The Right Way to Clean Your Windows—Plus, How to Make Your Own Window Cleaner
The idea of washing your windows doesn't have to be intimidating. With the right tools, a DIY window cleaner, and these tried-and-tested tips from Martha Stewart's Homekeeping Handbook ($27.34, amazon.com), the process is actually quick and easy. And the payoff—that warm stream of morning sun pouring into your bedroom—is totally worth the effort.
To start, gather all of your window-washing tools into one plastic or metal bucket (keep a second bucket on hand to mix cleaning solutions). Dirty panes are no problem when you use rubber-edged squeegees, which are quicker and more effective than cloth or newspaper. They come in a variety of sizes, and a screw-on extension will let you reach high spots.
Tools and Materials
To clean your windows, you'll need a handful of tools: A soft-bristled counter brush, white vinegar (or mild dishwashing liquid), large polyester or natural sea sponges ($24.95, crateandbarrel.com), squeegee with extension poles, lint-free cloths (huckaback or cloth diapers that have not been washed or dried with fabric softener, which can leave behind a residue that will streak glass), rubber gloves, straight-edged razor blades, a sturdy ladder (with a label indicating it is approved by Underwriters Laboratories), and non-ammoniated all-purpose cleaner like Mrs. Meyer's Clean Day Glass Cleaner ($13.67, amazon.com).

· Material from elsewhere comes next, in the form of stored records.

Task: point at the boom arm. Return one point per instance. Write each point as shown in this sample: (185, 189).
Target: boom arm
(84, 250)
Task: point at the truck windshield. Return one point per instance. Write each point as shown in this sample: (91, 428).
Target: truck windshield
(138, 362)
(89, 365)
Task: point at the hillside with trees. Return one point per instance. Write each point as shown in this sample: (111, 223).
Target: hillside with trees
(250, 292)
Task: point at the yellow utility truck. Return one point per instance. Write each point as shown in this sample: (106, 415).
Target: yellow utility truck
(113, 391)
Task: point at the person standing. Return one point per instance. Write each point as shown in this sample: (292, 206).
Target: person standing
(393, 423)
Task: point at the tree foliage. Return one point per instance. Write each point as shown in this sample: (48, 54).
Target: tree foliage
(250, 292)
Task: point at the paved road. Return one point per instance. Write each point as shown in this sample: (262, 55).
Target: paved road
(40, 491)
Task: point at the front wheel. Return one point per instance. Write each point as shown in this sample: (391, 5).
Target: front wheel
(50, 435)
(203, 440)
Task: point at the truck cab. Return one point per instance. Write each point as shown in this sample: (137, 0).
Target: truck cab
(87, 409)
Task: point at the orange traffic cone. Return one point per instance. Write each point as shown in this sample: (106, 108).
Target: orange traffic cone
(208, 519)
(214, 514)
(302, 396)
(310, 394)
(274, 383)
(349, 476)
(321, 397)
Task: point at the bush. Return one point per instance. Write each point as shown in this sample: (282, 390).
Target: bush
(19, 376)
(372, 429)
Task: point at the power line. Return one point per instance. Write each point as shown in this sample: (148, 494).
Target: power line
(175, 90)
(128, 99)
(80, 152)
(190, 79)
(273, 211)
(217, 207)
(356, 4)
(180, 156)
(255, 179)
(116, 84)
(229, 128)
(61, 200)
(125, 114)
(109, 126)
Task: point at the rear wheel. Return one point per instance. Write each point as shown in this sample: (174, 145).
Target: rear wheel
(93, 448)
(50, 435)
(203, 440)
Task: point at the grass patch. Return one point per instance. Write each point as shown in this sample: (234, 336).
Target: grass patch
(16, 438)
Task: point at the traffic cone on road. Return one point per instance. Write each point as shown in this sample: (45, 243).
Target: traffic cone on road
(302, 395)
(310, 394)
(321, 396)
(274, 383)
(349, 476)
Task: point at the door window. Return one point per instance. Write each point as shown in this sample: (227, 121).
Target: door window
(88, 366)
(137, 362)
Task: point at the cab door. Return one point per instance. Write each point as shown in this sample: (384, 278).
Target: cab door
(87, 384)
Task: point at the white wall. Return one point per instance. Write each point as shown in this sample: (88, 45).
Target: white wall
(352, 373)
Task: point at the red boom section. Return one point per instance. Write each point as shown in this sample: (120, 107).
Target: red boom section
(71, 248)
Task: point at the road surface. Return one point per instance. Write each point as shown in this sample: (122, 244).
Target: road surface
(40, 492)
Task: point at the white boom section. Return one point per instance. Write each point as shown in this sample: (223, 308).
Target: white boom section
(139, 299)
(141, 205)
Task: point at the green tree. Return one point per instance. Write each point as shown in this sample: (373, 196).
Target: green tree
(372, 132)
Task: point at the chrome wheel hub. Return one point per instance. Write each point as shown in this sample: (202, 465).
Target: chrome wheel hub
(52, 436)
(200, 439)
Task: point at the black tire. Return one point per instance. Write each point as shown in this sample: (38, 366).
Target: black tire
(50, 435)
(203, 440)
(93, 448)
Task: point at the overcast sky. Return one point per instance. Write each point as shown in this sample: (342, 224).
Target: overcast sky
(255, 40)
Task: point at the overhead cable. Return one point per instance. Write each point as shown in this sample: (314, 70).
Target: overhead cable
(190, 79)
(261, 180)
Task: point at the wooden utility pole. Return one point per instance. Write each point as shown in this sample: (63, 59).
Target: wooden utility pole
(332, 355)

How to Make DIY Window Cleaner
Martha uses a squeegee and a homemade cleaning solution of water and powdered dishwasher soap to clean her windows. You can also make an all-natural window cleaning solution using a mixture of equal parts white vinegar and hot water. Adding a touch of liquid soap to the vinegar solution will help remove any streak-causing wax left on the window from commercial cleaners used in the past. You can eliminate the soap after a few washings. Once your cleaning solution is mixed, you're ready to clean.
How to Clean Windows
Choose a time of day when the sun is not shining directly on the windows. The heat from the sun can cause the cleaning fluid to dry, which will result in streaks or water spots. Brush the exteriors of windows and frames lightly with a soft-bristled counter brush, dusting away cobwebs and loose dirt—don't forget the hinges, sills, and tracks. Next, mix the solution of one part white vinegar and one part hot water. When using the squeegee indoors, place a towel along the windowsill to catch drips. Using a sponge, wet (but don't drench) the window with the DIY window cleaner solution, and rub the dirt away, being sure to keep the solution from touching the window frames. Next, wet the squeegee; a dry blade will skip. Starting at an upper corner of the pane, draw the squeegee down in a straight stroke. Return to the top and repeat, slightly overlapping the first stroke. After each stroke, wipe the rubber edge of the squeegee with a sponge or lint-free cloth. Finish by pulling the squeegee across the bottom of the window, and dry the sill with a sponge or cloth. Wipe frames with a cloth dampened with a non-ammoniated all-purpose cleaner and water. Rinse them thoroughly with a clean, damp cloth to remove the cleaning solution and dry immediately by wiping with a clean, dry cloth.
For huge picture windows, professionals favor a method called the snake. Starting in one of the upper corners, pull the squeegee horizontally across the window. At the opposite corner, turn, lower the squeegee to the waterline, then pull it across the window. Work your way down and touch up the edges with a cloth. Then, dry windowsills with a cloth.